Fugas - Vinhos

Fernando Veludo/NFactos

Boa notícia: somos o povo que mais vinho bebe por habitante

Por Pedro Garcias (crónica)

Orgulhosamente, somos o povo com o maior consumo de vinho per capita do mundo, de acordo com o último relatório da Organização Internacional da Vinha e do Vinho.

Temos fama e proveito, senhor Dijsseelb... Esse mesmo. Ser do Sul da Europa e beber pouco vinho, a mais sã das bebidas, já dizia Pasteur, é que seria uma desonra.

Não somos, como foi erradamente noticiado por alguns jornais, os maiores consumidores de vinho do mundo. Esse título pertence aos Estados Unidos, com 38,1 milhões de hectolitros (nós consumimos 4,8 milhões de hectolitros). Lideramos é no consumo por habitante. Cada um de nós, em média, bebe 54 litros de vinho por ano, nada que faça de nós uns bêbados. Pode parecer, mas não somos propriamente discípulos do confessor do Rei Luís XIII, P. Sirmond, segundo o qual se deve beber vinho sempre que se coloca alguma das seguintes condições: a chegada de um amigo que se quer celebrar, a sede do momento que precisa de ser saciada, a sede futura que se pretende evitar, a bondade do vinho que se quer enaltecer ou qualquer outro motivo não previsto nos anteriores.

Também não somos tão machistas como Camilo José Cela, para quem o vinho serve para quase tudo, até para fazer as mulheres felizes, “desde que seja o homem a bebê-lo”. Vendo bem, até bebemos pouco: 54 litros por ano corresponde a 4,5 litros por mês, o que dá cerca de um copo por dia, a dose certa que os médicos recomendam. Claro que, sendo uma média, haverá uns quantos portugueses que bebem a dobrar. Mas gente excessiva existe em todo o lado. E as médias servem para colocar tudo no seu devido lugar

Outra conclusão interessante: também não bebemos acima das nossas possibilidades. Produzimos 6 milhões de hectolitros de vinho e bebemos 4,8 milhões. O restante vendemos. Não está mal. Bem basta o que fazemos com o azeite, em que, estatisticamente, somos auto-suficientes: exportamos o que produzimos e importamos o que consumimos. Dito de outra maneira: vendemos o melhor e compramos o pior. Quem sabe se não é por isso que sofremos tantos ataques cardíacos. Pelo vinho não é: os franceses também bebem bem (estão logo a seguir a nós, com 51,8 litros por habitante) e morrem pouco do coração, mesmo comendo tudo com molhos e sendo perdidinhos por queijo.

Estranhamente, apesar de consumirmos grande parte do que produzimos, ainda conseguimos ser o 8º maior exportador de vinho do mundo, com 2,8 milhões de hectolitros e uma receita de 734 milhões de euros. Parece um erro estatístico: se produzimos 6 milhões de hectolitros e bebemos 4,8 milhões, como podemos vender 2,8 milhões? Não é o milagre da multiplicação dos pães, nem ninguém está grosso; é, presumimos, o efeito vinho de mesa, que importamos a granel de outros países e revendemos depois, uma boa parte desgraçadamente a nós próprios.
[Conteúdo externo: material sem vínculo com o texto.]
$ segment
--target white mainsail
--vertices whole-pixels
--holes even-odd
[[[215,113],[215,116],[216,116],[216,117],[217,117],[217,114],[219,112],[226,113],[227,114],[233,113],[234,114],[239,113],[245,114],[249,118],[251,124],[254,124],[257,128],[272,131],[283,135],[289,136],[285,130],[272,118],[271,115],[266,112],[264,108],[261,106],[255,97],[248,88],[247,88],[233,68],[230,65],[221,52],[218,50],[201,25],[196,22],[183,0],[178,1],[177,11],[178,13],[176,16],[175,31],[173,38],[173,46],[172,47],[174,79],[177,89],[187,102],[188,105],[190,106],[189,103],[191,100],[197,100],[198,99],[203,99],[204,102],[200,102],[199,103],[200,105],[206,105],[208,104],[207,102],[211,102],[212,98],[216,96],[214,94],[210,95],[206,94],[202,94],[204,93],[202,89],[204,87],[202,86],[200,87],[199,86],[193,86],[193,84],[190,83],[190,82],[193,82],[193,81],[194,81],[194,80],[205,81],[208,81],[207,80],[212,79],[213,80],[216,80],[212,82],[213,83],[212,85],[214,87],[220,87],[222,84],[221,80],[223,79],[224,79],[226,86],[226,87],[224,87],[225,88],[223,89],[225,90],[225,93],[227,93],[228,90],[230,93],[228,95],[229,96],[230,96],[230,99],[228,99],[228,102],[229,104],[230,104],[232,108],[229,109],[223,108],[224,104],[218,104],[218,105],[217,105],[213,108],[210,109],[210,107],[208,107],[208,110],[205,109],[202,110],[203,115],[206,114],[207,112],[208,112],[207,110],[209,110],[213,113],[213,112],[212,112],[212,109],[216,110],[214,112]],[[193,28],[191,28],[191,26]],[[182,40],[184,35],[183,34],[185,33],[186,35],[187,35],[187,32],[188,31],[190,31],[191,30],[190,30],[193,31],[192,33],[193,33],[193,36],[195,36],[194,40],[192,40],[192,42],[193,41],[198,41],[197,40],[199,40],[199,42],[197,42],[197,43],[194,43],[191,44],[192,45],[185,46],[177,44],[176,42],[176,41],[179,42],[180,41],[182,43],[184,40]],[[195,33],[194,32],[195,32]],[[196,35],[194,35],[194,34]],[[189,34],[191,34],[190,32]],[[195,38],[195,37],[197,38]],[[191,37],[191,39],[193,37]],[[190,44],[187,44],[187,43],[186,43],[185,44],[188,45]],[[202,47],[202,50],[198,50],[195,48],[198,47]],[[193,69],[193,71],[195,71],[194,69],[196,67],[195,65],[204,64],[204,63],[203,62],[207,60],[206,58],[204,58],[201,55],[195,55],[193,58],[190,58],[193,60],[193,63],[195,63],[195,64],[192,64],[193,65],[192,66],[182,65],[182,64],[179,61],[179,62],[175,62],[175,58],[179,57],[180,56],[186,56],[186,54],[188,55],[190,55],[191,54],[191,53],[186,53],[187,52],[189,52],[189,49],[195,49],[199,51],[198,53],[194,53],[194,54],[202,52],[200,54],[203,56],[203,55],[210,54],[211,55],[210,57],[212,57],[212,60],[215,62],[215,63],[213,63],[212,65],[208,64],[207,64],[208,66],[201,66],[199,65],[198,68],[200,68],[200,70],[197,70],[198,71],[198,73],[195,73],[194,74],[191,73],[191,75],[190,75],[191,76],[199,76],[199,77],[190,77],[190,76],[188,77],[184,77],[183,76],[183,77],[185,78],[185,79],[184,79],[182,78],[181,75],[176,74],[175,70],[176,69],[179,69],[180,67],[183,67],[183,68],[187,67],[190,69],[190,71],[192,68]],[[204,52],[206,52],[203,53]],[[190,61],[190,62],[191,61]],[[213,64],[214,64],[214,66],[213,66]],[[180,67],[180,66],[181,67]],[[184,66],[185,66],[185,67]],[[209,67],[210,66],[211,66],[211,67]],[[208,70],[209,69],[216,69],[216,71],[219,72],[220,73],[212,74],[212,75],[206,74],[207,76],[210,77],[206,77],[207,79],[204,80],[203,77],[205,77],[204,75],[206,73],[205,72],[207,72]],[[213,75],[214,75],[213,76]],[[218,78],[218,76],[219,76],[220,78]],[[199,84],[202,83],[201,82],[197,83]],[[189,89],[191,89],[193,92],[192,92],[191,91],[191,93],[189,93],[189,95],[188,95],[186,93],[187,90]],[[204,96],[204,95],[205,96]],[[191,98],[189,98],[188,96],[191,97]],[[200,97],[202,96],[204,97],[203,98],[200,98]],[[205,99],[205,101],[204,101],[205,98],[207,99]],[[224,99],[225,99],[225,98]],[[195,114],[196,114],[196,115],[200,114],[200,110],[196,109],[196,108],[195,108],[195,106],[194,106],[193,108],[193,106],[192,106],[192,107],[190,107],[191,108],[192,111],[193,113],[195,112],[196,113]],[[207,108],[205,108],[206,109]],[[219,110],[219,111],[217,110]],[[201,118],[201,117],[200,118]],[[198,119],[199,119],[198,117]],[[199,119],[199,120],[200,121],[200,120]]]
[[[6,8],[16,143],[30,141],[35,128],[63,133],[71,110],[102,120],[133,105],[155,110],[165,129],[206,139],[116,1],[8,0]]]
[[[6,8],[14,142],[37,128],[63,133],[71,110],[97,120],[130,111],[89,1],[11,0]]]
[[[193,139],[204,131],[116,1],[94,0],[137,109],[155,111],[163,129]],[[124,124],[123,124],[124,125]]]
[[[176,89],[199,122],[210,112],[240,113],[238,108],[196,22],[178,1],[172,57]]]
Muito do vinho que encontramos a preços tão baixos nos nossos hipermercados, engarrafado com marcas bem portuguesas, não tem nada de português. A fatia maior vem oficialmente de Espanha, mas algum até pode vir de Marrocos ou de outro país qualquer (basta entrar no circuito europeu para ganhar cidadina europeia...). Da China, por exemplo, que já possui a segunda maior área de vinha do mundo, com 847 mil hectares (num ranking liderado pela Espanha) e que é o quinto maior produtor de vinho (Itália é o primeiro). Aqui, já não somos tão bons: com cinco vezes a nossa área de vinha, que é de 195 mil hectares, a Espanha produz 6,5 vezes mais do que nós. E a Itália é ainda mais competitiva, com 50,9 milhões de hectolitos de vinho em 690 mil hectares de vinha. Enquanto nós precisamos de 32,5 mil hectares de vinha para produzir um milhão de hectolitros, os italianos precisam apenas de cerca de 13, 5 mil hectares. Mas não vamos falar de coisas tristes.